Monday, August 14, 2006
Ceftriaxone and the Purpose of Life:
“It’s not good when you see nine and ten-month-old babies with dirt under their fingernails,” says John of some of his patients. It means they are spending too much time on the ground in the filth. This isn’t a safe place for anyone, much less babies.
Some of these babies also have high fevers, brought on by various infections. Bacterial infections are treated with antibiotics. We brought 30 grams of ceftriaxone with us, a heavy duty, injectible antibiotic. This drug went generic last summer. Under the brand name, Rocephin, it cost $40 a gram. Now, it’s only $10 a gram in the United States and $33 U.S. a gram in Haiti, which is still much too expensive for the average poor Haitian.

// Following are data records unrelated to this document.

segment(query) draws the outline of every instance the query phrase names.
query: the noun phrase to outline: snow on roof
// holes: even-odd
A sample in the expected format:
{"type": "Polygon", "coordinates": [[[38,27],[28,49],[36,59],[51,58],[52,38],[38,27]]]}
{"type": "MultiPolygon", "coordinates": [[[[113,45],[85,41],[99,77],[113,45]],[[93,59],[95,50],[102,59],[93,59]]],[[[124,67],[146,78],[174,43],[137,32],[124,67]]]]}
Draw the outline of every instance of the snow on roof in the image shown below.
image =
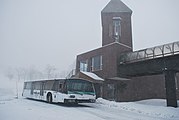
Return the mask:
{"type": "Polygon", "coordinates": [[[104,79],[100,78],[99,76],[97,76],[96,74],[92,73],[92,72],[84,72],[84,71],[80,71],[81,73],[93,78],[94,80],[101,80],[104,81],[104,79]]]}

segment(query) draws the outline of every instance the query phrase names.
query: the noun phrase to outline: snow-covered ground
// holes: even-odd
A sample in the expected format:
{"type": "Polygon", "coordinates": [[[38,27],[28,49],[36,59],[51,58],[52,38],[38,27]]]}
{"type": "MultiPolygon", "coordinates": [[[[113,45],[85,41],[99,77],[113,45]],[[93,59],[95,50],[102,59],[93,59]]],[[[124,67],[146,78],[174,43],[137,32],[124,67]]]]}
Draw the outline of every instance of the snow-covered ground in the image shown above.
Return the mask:
{"type": "Polygon", "coordinates": [[[15,81],[0,82],[0,120],[179,120],[179,108],[166,107],[161,99],[117,103],[99,98],[96,103],[74,106],[48,104],[21,97],[22,82],[18,82],[18,99],[15,81]]]}

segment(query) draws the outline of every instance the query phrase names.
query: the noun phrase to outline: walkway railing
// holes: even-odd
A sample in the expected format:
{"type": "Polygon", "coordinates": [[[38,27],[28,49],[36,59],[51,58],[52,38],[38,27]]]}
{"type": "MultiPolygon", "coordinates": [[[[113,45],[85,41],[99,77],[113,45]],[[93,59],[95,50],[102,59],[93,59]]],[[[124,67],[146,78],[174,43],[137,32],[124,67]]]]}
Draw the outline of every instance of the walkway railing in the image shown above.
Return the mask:
{"type": "Polygon", "coordinates": [[[66,76],[66,79],[69,79],[73,77],[74,75],[76,75],[76,69],[71,70],[71,72],[66,76]]]}
{"type": "Polygon", "coordinates": [[[179,54],[179,41],[120,55],[120,64],[179,54]]]}

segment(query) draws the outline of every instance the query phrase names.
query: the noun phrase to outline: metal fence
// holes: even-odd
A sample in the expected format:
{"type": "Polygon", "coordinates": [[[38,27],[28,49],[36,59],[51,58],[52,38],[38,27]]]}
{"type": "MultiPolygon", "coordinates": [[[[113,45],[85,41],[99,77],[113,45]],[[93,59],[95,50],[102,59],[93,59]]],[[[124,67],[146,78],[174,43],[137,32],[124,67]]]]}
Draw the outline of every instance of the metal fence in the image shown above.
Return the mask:
{"type": "Polygon", "coordinates": [[[179,41],[120,55],[120,64],[179,54],[179,41]]]}

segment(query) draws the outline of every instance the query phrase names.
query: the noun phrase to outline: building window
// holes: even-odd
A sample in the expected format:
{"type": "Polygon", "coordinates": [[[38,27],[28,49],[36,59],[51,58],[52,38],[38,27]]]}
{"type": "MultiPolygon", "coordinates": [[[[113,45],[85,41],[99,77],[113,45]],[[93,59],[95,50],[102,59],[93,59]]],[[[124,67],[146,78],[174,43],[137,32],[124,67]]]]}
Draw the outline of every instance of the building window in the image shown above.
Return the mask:
{"type": "Polygon", "coordinates": [[[88,70],[88,60],[80,61],[80,71],[87,72],[88,70]]]}
{"type": "Polygon", "coordinates": [[[121,18],[113,17],[113,37],[115,42],[120,42],[121,38],[121,18]]]}
{"type": "Polygon", "coordinates": [[[102,70],[102,56],[92,58],[92,71],[102,70]]]}

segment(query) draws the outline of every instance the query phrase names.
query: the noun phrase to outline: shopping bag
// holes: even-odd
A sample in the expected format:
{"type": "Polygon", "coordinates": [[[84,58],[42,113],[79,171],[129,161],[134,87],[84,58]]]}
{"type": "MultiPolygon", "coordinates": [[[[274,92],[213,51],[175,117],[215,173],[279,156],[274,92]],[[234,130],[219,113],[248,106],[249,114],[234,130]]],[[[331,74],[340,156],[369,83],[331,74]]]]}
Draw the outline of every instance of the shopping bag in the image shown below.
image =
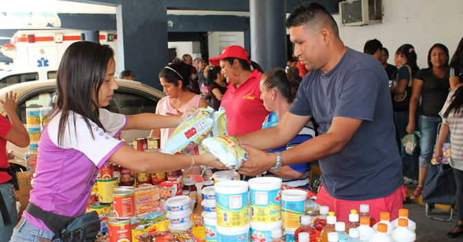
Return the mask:
{"type": "MultiPolygon", "coordinates": [[[[433,152],[433,159],[431,163],[433,165],[441,164],[435,159],[435,150],[437,145],[434,145],[434,152],[433,152]]],[[[442,145],[442,164],[448,164],[450,162],[450,143],[444,143],[442,145]]]]}
{"type": "Polygon", "coordinates": [[[457,184],[452,169],[448,164],[429,167],[423,187],[424,203],[455,204],[457,184]]]}
{"type": "Polygon", "coordinates": [[[405,147],[405,152],[408,154],[413,154],[418,145],[418,139],[419,139],[419,132],[415,131],[412,134],[406,134],[402,138],[402,145],[405,147]]]}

John can usually get about two doses from each gram, depending on the size of the child. Many times he will have a nurse give one injection and have the mom and baby return the next day for another. Often after the first dose, the child will be much improved the next day. Three weeks into this trip, John has already administered about 30 injections.
Of course, the source of many of these infections is dirty water and other unsanitary conditions. Given that we aren’t eliminating the source of the infection, does our work seem pointless? No, and I’m going to let Dr. Francis Collins, who directed the Human Genome Project, one of the most scientifically significant projects ever, tell you why:
“I went to West Africa to work in a small mission hospital for a month. I went there in the midst of all sorts of other scientific endeavors. It was a bad time to leave, but I really wanted to do this. I went there with this image that I was going to make a profound difference in that situation. After a couple of weeks, I was really depressed. Here was a circumstance where all the patients I was trying to take care of had diseases that didn't have to be. They were the consequence of poor public health, of contaminated water, of inadequate nutrition. I knew I could pull some of these people back from death, but I knew they'd go right back out to that situation. My dreams of myself as the healer for this large population were lying in pieces on the floor.
“One morning I walked in to see a young farmer who we had treated the day before for tuberculosis, and he looked at me and he said, 'You know, I get the feeling that you're wondering why you're here.' He said, 'You came here for one reason. You came here for me, and that ought to be enough.' And that sticks in my mind -- more than any moment I think I have experienced in my life -- as truth. We should have our grand dreams, we should pursue them, that's what being human is all about, that's part of the nobility of our enterprise. But we should never forget that what really matters is what you do one-on-one with a single human being. Where you reach out and you try to help them make their life a little better. And if that's all you do, your whole life is to do that occasionally, then you have succeeded.”
John treated the child pictured above at the pediatric clinic at Grace Children's Hospital in Port-au-Prince.